Vintage TV
- Country: Canada
- Broadcast area: National
- Headquarters: Toronto, Ontario

Programming
- Picture format: 480i (16:9 SDTV)

Ownership
- Owner: Vintage Entertainment Canada Limited

History
- Launched: October 20, 2016 (4 years ago)
- Closed: November 2018 (7 years ago)

= Vintage TV (Canada) =

Canadian television channel

Vintage TV was a Canadian English language exempt Category B specialty channel broadcasting music-related programming, including music videos, concerts, interviews, and more from an array of diverse genres including rock, pop, country, urban, blues, folk, and more, primarily dating from the 1940s to 1990s. Its name and majority of programming are licensed from the UK-based television channel, Vintage TV. The channel is owned by Vintage Entertainment Canada Limited, a consortium owned by Nathalia Browning Ribeiro, Koa Padolsky, Blue Wolverine Media and Arts Ltd., and Brain Dead Dog Productions Inc. all owning a 16.75% interest in the service, and Vintage Entertainment Limited, the parent company of the UK channel, owning a 33% interest.

==History==
The channel launched in standard definition on October 20, 2016, on Shaw Cable and Shaw Direct in Canada, despite being previously listed on the Canadian Radio-television and Telecommunications Commission's (CRTC) website for launched exempted television services. The channel achieved wider coverage in June 2017, when it was added to Rogers Cable lineup.

After passing the 200,000 subscribers mark, Vintage TV was granted a CRTC broadcast license on January 23, 2018.
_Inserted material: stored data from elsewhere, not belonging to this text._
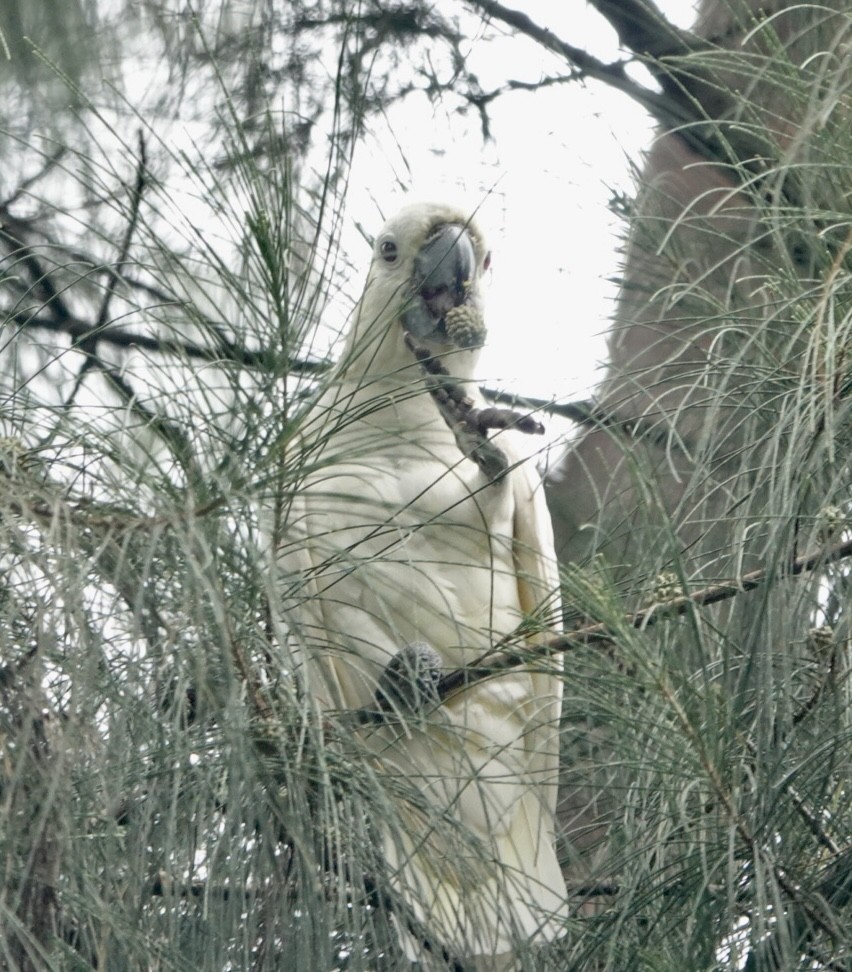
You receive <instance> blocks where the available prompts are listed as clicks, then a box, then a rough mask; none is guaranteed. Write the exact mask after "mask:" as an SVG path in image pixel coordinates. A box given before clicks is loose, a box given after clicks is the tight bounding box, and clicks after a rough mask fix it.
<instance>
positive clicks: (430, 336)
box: [403, 223, 476, 338]
mask: <svg viewBox="0 0 852 972" xmlns="http://www.w3.org/2000/svg"><path fill="white" fill-rule="evenodd" d="M475 271H476V250H475V248H474V245H473V241H472V240H471V238H470V235H469V234H468V232H467V230H466V229H465V228H464V227H463V226H459V225H457V224H455V223H444V224H442V225H441V226H438V227H436V229H435V230H434V231H433V232H432V234H431V235H430V237H429V238H428V239H427V240H426V242H425V243H424V244H423V246H422V248H421V249H420V252H419V253H418V254H417V256H416V257H415V259H414V274H413V279H412V291H413V292H412V295H411V296H412V304H411V306H410V307H409V308H408V309H407V310H406V311H405V313H404V315H403V322H404V324H405V327H406V329H407V330H409V331H411V333H412V334H413V335H414V336H415V337H419V338H429V337H432V336H433V332H436V331H437V332H439V333H440V331H441V330H442V325H443V318H444V315H445V314H446V313H447V311H449V310H452V308H453V307H459V306H460V305H461V304H463V303H464V302H465V300H466V298H467V292H468V289H469V287H470V281H471V280H472V279H473V276H474V273H475Z"/></svg>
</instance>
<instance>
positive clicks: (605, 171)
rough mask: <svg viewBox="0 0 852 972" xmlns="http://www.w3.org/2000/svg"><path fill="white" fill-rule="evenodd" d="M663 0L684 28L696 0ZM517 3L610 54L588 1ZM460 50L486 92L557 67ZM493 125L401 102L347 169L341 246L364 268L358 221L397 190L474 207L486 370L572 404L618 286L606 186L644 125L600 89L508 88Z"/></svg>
mask: <svg viewBox="0 0 852 972" xmlns="http://www.w3.org/2000/svg"><path fill="white" fill-rule="evenodd" d="M658 3H659V6H660V7H661V9H663V10H664V12H665V13H666V14H667V15H668V16H669V17H670V18H671V19H672V21H674V22H675V23H677V24H679V25H681V26H690V25H691V23H692V21H693V4H692V2H691V0H658ZM517 6H518V7H519V8H522V9H523V10H524V12H526V13H528V14H529V15H530V16H531V17H532V18H533V19H534V20H535V21H536V22H537V23H539V24H541V25H543V26H546V27H550V28H551V29H553V30H554V31H555V32H556V33H557V34H558V35H559V36H561V37H563V38H564V39H565V40H567V41H569V42H570V43H573V44H575V45H577V46H581V47H584V48H586V49H588V50H591V51H592V52H593V53H594V54H596V55H597V56H598V57H601V58H603V59H606V60H614V59H615V58H616V57H618V49H617V46H616V38H615V34H614V32H613V31H612V30H611V29H610V28H609V26H608V24H606V22H605V21H604V20H603V19H602V18H601V17H600V16H599V15H598V14H597V13H595V12H594V11H593V10H591V9H590V8H589V7H588V6H587V4H586V2H585V0H563V2H562V3H554V2H552V0H524V3H522V4H520V3H519V4H518V5H517ZM469 58H470V64H471V66H472V67H473V69H474V71H475V72H476V73H477V74H478V75H479V77H480V80H481V81H482V84H483V87H484V88H485V89H486V90H488V88H489V86H491V85H493V86H497V85H498V84H500V83H502V82H504V81H505V80H506V78H507V77H512V78H520V79H523V80H535V79H537V78H539V77H541V76H542V74H544V73H545V72H547V71H552V72H554V73H555V72H559V71H562V72H564V70H565V66H564V63H560V62H559V61H558V60H557V59H556V58H555V57H553V58H552V59H551V58H550V57H549V55H547V53H546V52H543V51H542V49H541V48H540V47H538V46H537V45H535V44H533V43H532V42H530V41H527V40H526V39H521V38H506V39H504V40H500V41H497V42H492V43H484V42H481V41H474V42H473V44H472V45H471V49H470V52H469ZM491 120H492V131H493V134H494V139H493V141H492V142H491V143H489V144H483V141H482V137H481V134H480V127H479V120H478V118H477V117H476V116H475V114H471V115H470V116H469V117H468V118H467V119H464V118H459V117H458V116H457V115H451V114H450V113H449V112H448V111H446V110H442V109H437V110H436V109H434V108H433V107H432V106H431V105H429V104H428V103H427V101H426V99H425V98H423V99H421V100H419V101H417V100H415V99H413V98H409V99H408V100H406V101H405V102H404V103H403V104H401V105H399V106H397V107H396V108H394V109H392V110H391V111H390V112H389V114H388V116H387V119H386V120H385V121H384V122H381V123H378V124H374V125H373V128H372V131H371V135H370V137H369V138H368V140H367V141H366V143H365V144H364V145H363V146H362V147H360V148H359V151H358V153H357V154H356V157H355V166H354V170H353V171H352V173H351V180H350V193H349V202H348V205H347V224H348V226H349V230H348V233H349V239H348V240H346V248H347V249H348V251H349V252H350V254H351V255H352V258H353V261H354V262H355V263H356V265H358V264H359V263H363V267H364V270H366V263H367V260H368V258H369V255H368V252H367V249H366V245H365V244H363V242H359V240H358V237H357V231H355V230H354V228H353V227H354V223H355V222H356V221H357V222H360V223H361V224H362V225H363V226H364V227H366V228H368V229H369V230H371V231H372V232H375V230H376V229H378V225H377V219H378V217H377V212H378V211H379V210H381V211H382V212H384V213H385V214H386V215H390V214H391V213H392V212H393V211H394V210H396V209H397V208H398V207H399V206H400V205H401V204H403V203H404V202H405V200H406V192H410V193H411V197H413V198H421V199H429V198H431V199H447V198H449V199H451V200H454V201H459V202H462V203H463V204H464V205H466V206H467V207H481V221H482V222H483V224H484V226H485V228H486V230H487V231H488V234H489V240H490V244H491V248H492V251H493V256H494V259H493V272H492V274H491V280H490V284H489V288H488V317H487V319H488V323H489V335H490V336H489V346H488V348H487V349H486V352H485V354H484V357H483V361H482V368H481V377H482V378H483V380H484V381H485V382H486V383H488V384H492V385H499V386H501V387H508V388H511V390H513V391H516V392H518V393H520V394H527V395H532V396H538V397H550V396H556V397H558V398H562V399H574V398H581V397H583V396H585V395H587V394H588V393H589V391H590V389H591V387H592V386H593V385H594V384H595V380H596V379H595V372H596V369H597V367H598V366H599V362H600V361H601V360H602V359H603V357H604V353H605V345H604V339H603V335H604V332H605V329H606V327H607V317H608V315H609V314H610V312H611V309H612V301H613V299H614V297H615V294H616V288H615V286H614V284H612V283H611V282H609V280H608V279H607V278H610V277H612V276H613V275H614V274H615V273H616V272H617V271H618V264H619V256H618V248H619V240H620V233H621V230H622V227H621V226H620V224H619V221H618V220H617V219H616V218H615V217H614V216H612V215H611V214H610V212H609V210H608V208H607V203H608V200H609V199H610V197H611V195H612V193H613V192H614V191H620V192H628V193H632V191H633V178H632V175H631V171H630V164H631V162H632V163H633V164H636V163H637V162H638V161H639V159H640V155H641V150H642V148H643V147H645V146H647V144H648V143H649V141H650V138H651V137H652V127H651V124H650V122H649V120H648V118H647V116H646V115H645V114H644V112H643V111H642V109H641V108H639V107H638V106H636V105H635V104H634V103H633V102H632V101H631V100H630V99H628V98H627V97H626V96H624V95H621V94H619V93H618V92H615V91H613V90H611V89H608V88H607V87H606V86H604V85H601V84H598V83H590V84H588V85H585V86H584V85H580V84H577V83H572V84H568V85H563V86H561V87H553V88H549V89H545V90H541V91H538V92H536V93H534V94H531V93H525V92H516V93H511V94H507V95H505V96H503V97H501V98H499V99H497V100H496V101H495V102H493V103H492V108H491ZM403 189H404V190H405V192H404V191H403ZM359 255H360V260H359Z"/></svg>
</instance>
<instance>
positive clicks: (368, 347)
mask: <svg viewBox="0 0 852 972" xmlns="http://www.w3.org/2000/svg"><path fill="white" fill-rule="evenodd" d="M489 262H490V254H489V253H488V250H487V248H486V246H485V243H484V242H483V239H482V235H481V233H480V231H479V229H478V228H477V226H476V225H475V223H474V222H473V221H472V220H471V218H470V217H469V216H468V215H466V214H465V213H464V212H462V211H461V210H458V209H455V208H454V207H452V206H446V205H441V204H433V203H417V204H414V205H411V206H406V207H405V208H404V209H402V210H401V211H400V212H399V213H397V215H396V216H394V217H393V218H392V219H390V220H388V222H387V223H385V225H384V226H383V227H382V229H381V230H380V232H379V234H378V236H377V237H376V240H375V243H374V245H373V258H372V263H371V265H370V271H369V274H368V276H367V284H366V287H365V289H364V295H363V297H362V298H361V301H360V304H359V306H358V312H357V317H356V321H355V326H354V328H353V333H352V335H351V336H350V340H349V347H348V348H347V351H349V352H350V353H352V352H354V353H355V355H356V356H358V357H361V354H362V353H363V352H364V351H366V357H367V358H368V359H369V360H370V362H371V369H370V370H374V369H376V368H377V367H383V368H389V369H390V368H396V367H400V366H403V365H404V364H405V363H407V362H410V361H411V352H410V351H408V349H407V348H406V347H405V344H404V340H403V338H404V334H405V332H410V333H411V335H412V336H413V337H414V338H415V340H416V341H417V342H418V343H421V344H425V345H426V346H427V347H428V348H429V349H430V350H431V351H433V352H434V353H436V354H441V355H445V354H447V353H448V352H452V351H454V350H458V351H465V352H468V353H467V354H465V358H469V359H470V362H469V364H470V365H472V363H473V359H474V358H475V354H474V352H475V350H476V349H478V348H479V347H481V345H482V344H483V343H484V340H485V326H484V317H483V302H482V276H483V273H484V272H485V270H487V269H488V266H489ZM368 349H369V350H368ZM453 370H454V371H455V370H456V369H453ZM464 370H467V369H466V368H465V369H464Z"/></svg>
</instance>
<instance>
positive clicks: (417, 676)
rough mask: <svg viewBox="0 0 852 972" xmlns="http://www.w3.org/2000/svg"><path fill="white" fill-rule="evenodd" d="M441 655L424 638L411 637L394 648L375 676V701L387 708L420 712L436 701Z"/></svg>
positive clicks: (437, 693) (385, 707)
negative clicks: (400, 709) (391, 654)
mask: <svg viewBox="0 0 852 972" xmlns="http://www.w3.org/2000/svg"><path fill="white" fill-rule="evenodd" d="M442 667H443V661H442V660H441V656H440V655H439V654H438V652H437V651H435V649H434V648H432V646H431V645H427V644H426V642H425V641H414V642H412V643H411V644H410V645H406V646H405V647H404V648H403V649H402V651H399V652H397V653H396V654H395V655H394V656H393V658H391V660H390V661H389V662H388V664H387V665H386V667H385V670H384V671H383V672H382V675H381V678H380V679H379V685H378V688H377V689H376V701H377V702H378V703H379V706H380V707H381V708H382V709H384V710H385V711H387V710H388V709H402V710H403V711H406V712H421V711H422V710H423V709H424V708H426V707H427V706H432V705H437V704H438V702H440V697H439V695H438V682H439V681H440V680H441V669H442Z"/></svg>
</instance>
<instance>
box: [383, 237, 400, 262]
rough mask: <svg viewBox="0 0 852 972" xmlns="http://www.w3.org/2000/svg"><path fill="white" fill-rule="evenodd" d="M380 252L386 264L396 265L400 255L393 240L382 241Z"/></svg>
mask: <svg viewBox="0 0 852 972" xmlns="http://www.w3.org/2000/svg"><path fill="white" fill-rule="evenodd" d="M379 252H380V253H381V254H382V259H383V260H384V261H385V263H396V258H397V256H398V255H399V254H398V252H397V248H396V243H394V241H393V240H382V243H381V246H380V247H379Z"/></svg>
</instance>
In August 2018, The UK channel was shut down after being dropped by all British service providers. This meant that the Canadian channel lost its only source to new programming.
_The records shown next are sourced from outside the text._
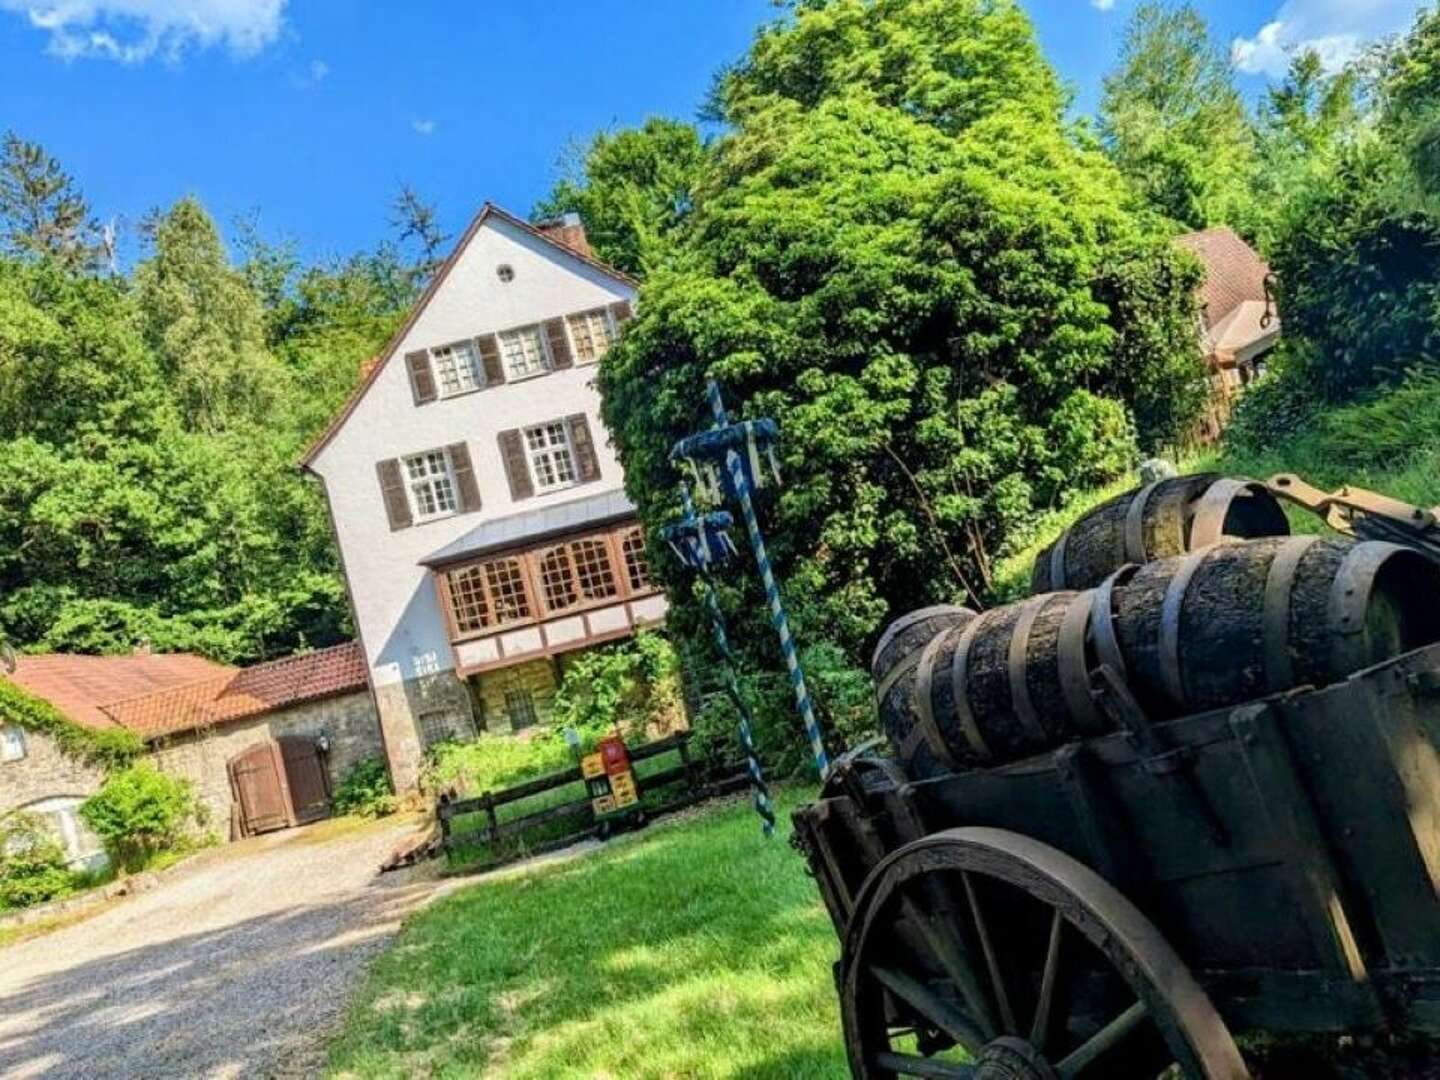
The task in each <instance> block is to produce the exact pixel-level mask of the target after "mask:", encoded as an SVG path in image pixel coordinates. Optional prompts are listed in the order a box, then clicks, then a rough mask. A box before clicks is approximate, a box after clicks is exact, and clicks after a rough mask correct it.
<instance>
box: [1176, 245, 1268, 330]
mask: <svg viewBox="0 0 1440 1080" xmlns="http://www.w3.org/2000/svg"><path fill="white" fill-rule="evenodd" d="M1175 242H1176V243H1179V245H1181V246H1182V248H1185V249H1187V251H1189V252H1191V253H1194V255H1195V258H1198V259H1200V264H1201V266H1204V269H1205V281H1204V282H1202V284H1201V287H1200V298H1201V302H1204V305H1205V321H1207V325H1211V327H1214V325H1217V324H1220V323H1221V321H1224V320H1225V317H1227V315H1230V314H1231V312H1233V311H1234V310H1236V308H1238V307H1240V305H1241V304H1244V302H1246V301H1257V302H1260V304H1264V302H1266V288H1264V279H1266V276H1269V274H1270V266H1269V264H1267V262H1266V261H1264V259H1261V258H1260V255H1259V252H1256V249H1254V248H1251V246H1250V245H1248V243H1246V242H1244V240H1243V239H1240V238H1238V236H1237V235H1236V233H1234V232H1233V230H1231V229H1225V228H1223V226H1221V228H1218V229H1205V230H1204V232H1191V233H1185V235H1184V236H1178V238H1175Z"/></svg>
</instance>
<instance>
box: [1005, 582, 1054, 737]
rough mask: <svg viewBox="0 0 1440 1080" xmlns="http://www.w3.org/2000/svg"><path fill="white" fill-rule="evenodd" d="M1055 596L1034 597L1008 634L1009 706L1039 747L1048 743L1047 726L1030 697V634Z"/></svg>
mask: <svg viewBox="0 0 1440 1080" xmlns="http://www.w3.org/2000/svg"><path fill="white" fill-rule="evenodd" d="M1053 595H1054V593H1043V595H1040V596H1032V598H1030V599H1028V600H1025V603H1024V606H1021V609H1020V618H1018V619H1017V621H1015V628H1014V631H1011V635H1009V654H1008V664H1007V674H1008V675H1009V703H1011V707H1012V708H1014V710H1015V717H1017V719H1018V720H1020V723H1021V726H1024V729H1025V732H1027V734H1030V737H1031V739H1034V740H1035V743H1038V744H1040V746H1044V744H1045V743H1047V742H1048V736H1047V734H1045V727H1044V724H1041V723H1040V714H1038V713H1037V711H1035V703H1034V701H1032V700H1031V697H1030V680H1028V674H1030V672H1028V665H1030V632H1031V631H1032V629H1034V628H1035V619H1037V618H1040V612H1041V611H1043V609H1044V606H1045V605H1047V603H1048V602H1050V598H1051V596H1053Z"/></svg>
Without warning, on September 29, 2018, the channel dropped all programming and became a de facto 24-hour infomercial for Sessions X, an on-demand video service, continually repeating the same programming and single commercial block which first aired on that day. In October 2018, the UK channel went into administration.

In November 2018 without warning, the channel stopped broadcasting. A Shaw-generated graphic has been shown in the channel's space on Shaw Cable & Direct. As of February 2019, Shaw's program guide has shown 'No Data'. The channel space once occupied by Vintage was removed from both Shaw and Rogers systems later that month.